American contemporary Christian music record label

Centricity Music is an American contemporary Christian music record label that was founded in Washington state. The label's roster includes artists such as Lauren Daigle, Jordan Feliz, Katy Nichole, Jason Gray, Andrew Peterson and NEEDTOBREATHE.

==History==
Centricity Music was started in 2003 by a Seattle family. Soon after, the label opened an office in Nashville.

Centricity Music houses recording and publishing divisions. The label is known for their focus on artist development. Downhere's Glenn Lavender was quoted as saying, "Centricity's philosophy is more about 'building the artist up.' It takes time to develop an artist. That's not usually how things are done [with labels these days], but it makes way more sense."
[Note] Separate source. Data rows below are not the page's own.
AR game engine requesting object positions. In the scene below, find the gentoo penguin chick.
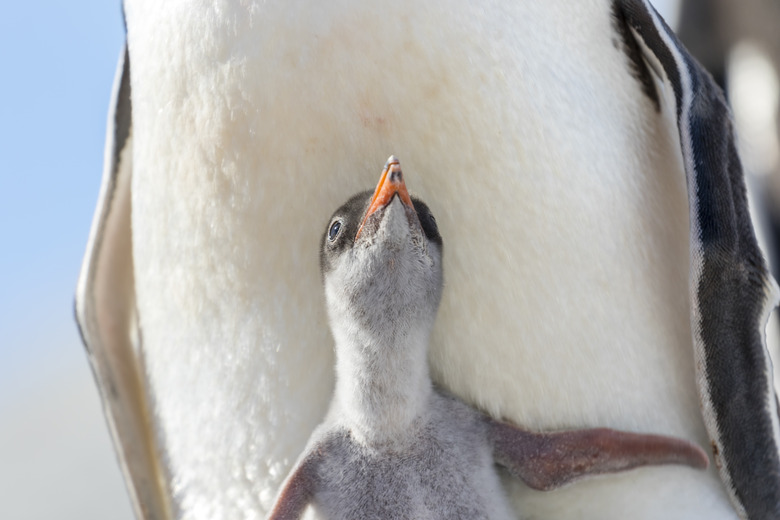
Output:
[269,156,708,520]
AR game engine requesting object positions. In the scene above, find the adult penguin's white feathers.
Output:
[79,0,780,519]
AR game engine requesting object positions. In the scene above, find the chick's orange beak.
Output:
[355,155,414,240]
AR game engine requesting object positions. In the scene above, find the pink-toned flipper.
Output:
[488,419,709,491]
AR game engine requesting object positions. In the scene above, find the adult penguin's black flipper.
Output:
[619,0,780,520]
[76,42,171,520]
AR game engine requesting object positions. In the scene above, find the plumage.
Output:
[77,0,777,519]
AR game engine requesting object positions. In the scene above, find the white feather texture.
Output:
[126,0,735,520]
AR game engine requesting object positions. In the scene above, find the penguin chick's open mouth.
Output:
[355,155,422,243]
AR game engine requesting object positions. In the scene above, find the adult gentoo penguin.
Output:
[77,0,780,519]
[268,156,708,520]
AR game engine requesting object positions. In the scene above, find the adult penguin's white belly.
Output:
[126,0,735,520]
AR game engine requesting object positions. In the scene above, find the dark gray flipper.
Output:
[76,45,172,520]
[486,419,709,491]
[620,0,780,520]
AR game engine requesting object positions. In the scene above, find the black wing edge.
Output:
[75,44,173,520]
[615,0,780,520]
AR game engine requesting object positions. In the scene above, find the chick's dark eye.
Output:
[328,220,341,242]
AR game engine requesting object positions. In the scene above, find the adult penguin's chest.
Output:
[126,1,733,519]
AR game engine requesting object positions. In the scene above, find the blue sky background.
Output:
[0,0,684,520]
[0,0,132,520]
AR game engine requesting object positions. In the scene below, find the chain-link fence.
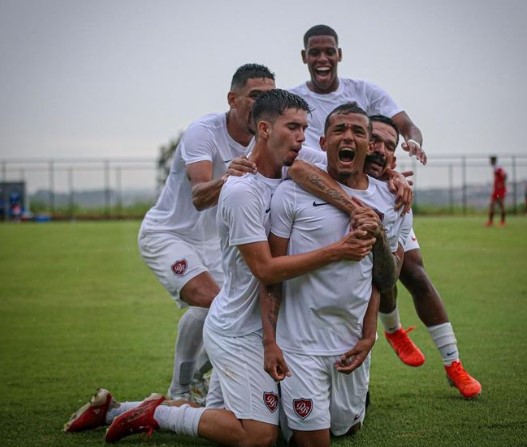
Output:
[0,151,527,217]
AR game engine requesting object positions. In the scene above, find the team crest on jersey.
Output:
[264,391,278,413]
[293,399,313,419]
[170,258,188,276]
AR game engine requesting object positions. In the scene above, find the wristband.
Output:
[406,139,421,148]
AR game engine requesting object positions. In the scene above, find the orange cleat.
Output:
[64,388,119,432]
[445,360,481,399]
[105,394,166,443]
[384,326,425,366]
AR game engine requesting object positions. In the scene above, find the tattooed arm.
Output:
[288,160,356,215]
[260,233,291,381]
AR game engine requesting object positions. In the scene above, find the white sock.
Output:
[106,402,141,425]
[154,404,205,438]
[428,323,459,366]
[168,307,208,396]
[379,306,401,334]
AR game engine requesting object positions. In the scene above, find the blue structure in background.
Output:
[0,182,26,221]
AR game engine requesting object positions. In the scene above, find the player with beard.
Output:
[264,104,412,447]
[290,25,426,164]
[89,90,375,447]
[365,115,481,399]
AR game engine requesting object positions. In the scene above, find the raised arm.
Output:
[392,111,427,165]
[190,157,256,211]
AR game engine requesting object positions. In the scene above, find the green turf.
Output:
[0,216,527,447]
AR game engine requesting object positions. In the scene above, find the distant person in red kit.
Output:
[486,155,507,227]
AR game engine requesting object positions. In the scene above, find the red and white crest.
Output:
[264,391,278,413]
[171,259,188,276]
[293,399,313,419]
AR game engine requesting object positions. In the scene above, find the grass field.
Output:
[0,216,527,447]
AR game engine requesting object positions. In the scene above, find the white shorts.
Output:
[203,323,279,425]
[404,228,420,253]
[280,351,370,436]
[137,231,223,307]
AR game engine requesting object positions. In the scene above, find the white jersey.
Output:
[289,78,402,149]
[141,113,254,246]
[205,173,282,336]
[271,173,412,355]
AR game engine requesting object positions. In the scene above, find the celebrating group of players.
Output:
[64,25,481,446]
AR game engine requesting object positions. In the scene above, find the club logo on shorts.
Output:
[264,391,278,413]
[170,259,188,276]
[293,399,313,419]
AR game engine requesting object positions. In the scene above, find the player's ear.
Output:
[256,120,269,139]
[227,90,237,109]
[320,135,326,152]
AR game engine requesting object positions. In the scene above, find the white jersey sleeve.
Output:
[220,178,269,246]
[179,122,218,165]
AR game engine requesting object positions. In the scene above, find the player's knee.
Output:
[239,432,278,447]
[400,264,434,297]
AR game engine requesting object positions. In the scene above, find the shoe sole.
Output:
[447,376,481,400]
[63,388,110,432]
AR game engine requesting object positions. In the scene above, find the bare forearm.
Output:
[260,283,282,346]
[362,284,380,340]
[289,160,355,214]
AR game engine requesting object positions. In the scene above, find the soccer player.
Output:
[263,103,412,447]
[134,64,275,403]
[66,90,374,446]
[289,115,481,398]
[291,25,426,164]
[486,155,507,227]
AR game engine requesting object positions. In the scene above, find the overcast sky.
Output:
[0,0,527,172]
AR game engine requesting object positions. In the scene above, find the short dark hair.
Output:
[304,25,339,48]
[370,115,401,147]
[231,64,274,90]
[251,88,311,128]
[324,102,371,134]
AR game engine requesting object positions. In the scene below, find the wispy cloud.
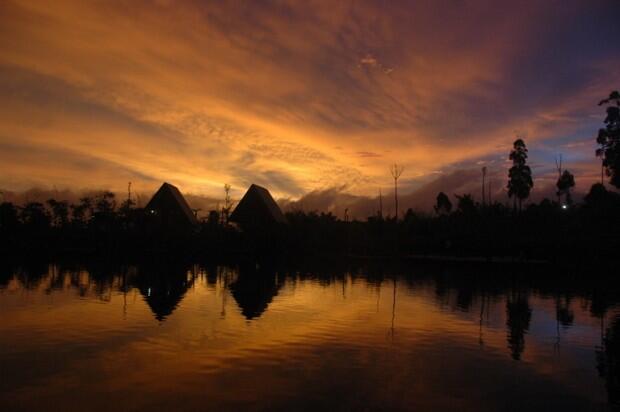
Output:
[0,0,620,206]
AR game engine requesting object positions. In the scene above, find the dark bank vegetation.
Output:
[0,184,620,260]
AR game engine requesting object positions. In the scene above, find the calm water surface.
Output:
[0,264,620,411]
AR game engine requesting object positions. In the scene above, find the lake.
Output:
[0,262,620,411]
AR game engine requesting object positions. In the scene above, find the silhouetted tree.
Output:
[556,170,575,205]
[221,183,234,224]
[70,196,93,224]
[596,91,620,188]
[434,192,452,215]
[390,163,405,221]
[95,190,116,214]
[508,139,534,210]
[47,199,69,227]
[455,194,476,215]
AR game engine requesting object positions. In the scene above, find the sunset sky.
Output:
[0,0,620,212]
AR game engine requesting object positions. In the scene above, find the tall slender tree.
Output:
[556,170,575,205]
[596,91,620,188]
[390,163,405,221]
[508,139,534,210]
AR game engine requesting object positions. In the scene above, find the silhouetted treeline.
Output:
[0,184,620,260]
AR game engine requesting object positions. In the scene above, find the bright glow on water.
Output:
[0,265,620,411]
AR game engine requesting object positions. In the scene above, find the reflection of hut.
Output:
[144,183,198,227]
[230,184,287,231]
[135,267,193,322]
[229,270,282,320]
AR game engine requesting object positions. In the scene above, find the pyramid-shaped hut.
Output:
[229,184,287,232]
[144,183,198,229]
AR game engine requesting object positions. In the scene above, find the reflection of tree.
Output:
[16,260,49,289]
[555,295,575,352]
[0,261,13,289]
[135,266,194,321]
[229,268,282,320]
[596,316,620,406]
[506,292,532,360]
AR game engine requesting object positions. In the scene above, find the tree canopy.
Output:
[596,91,620,188]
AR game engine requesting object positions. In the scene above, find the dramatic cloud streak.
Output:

Centricity's first album release was downhere's Wide-Eyed and Mystified, in May 2006. The label then released records by Jaime Jamgochian and Circleslide, also in 2006.

Wide-Eyed and Mystified was distributed by Warner Music Group, but in March 2010 Centricity signed a new agreement with Universal Music Group to distribute all past and future releases.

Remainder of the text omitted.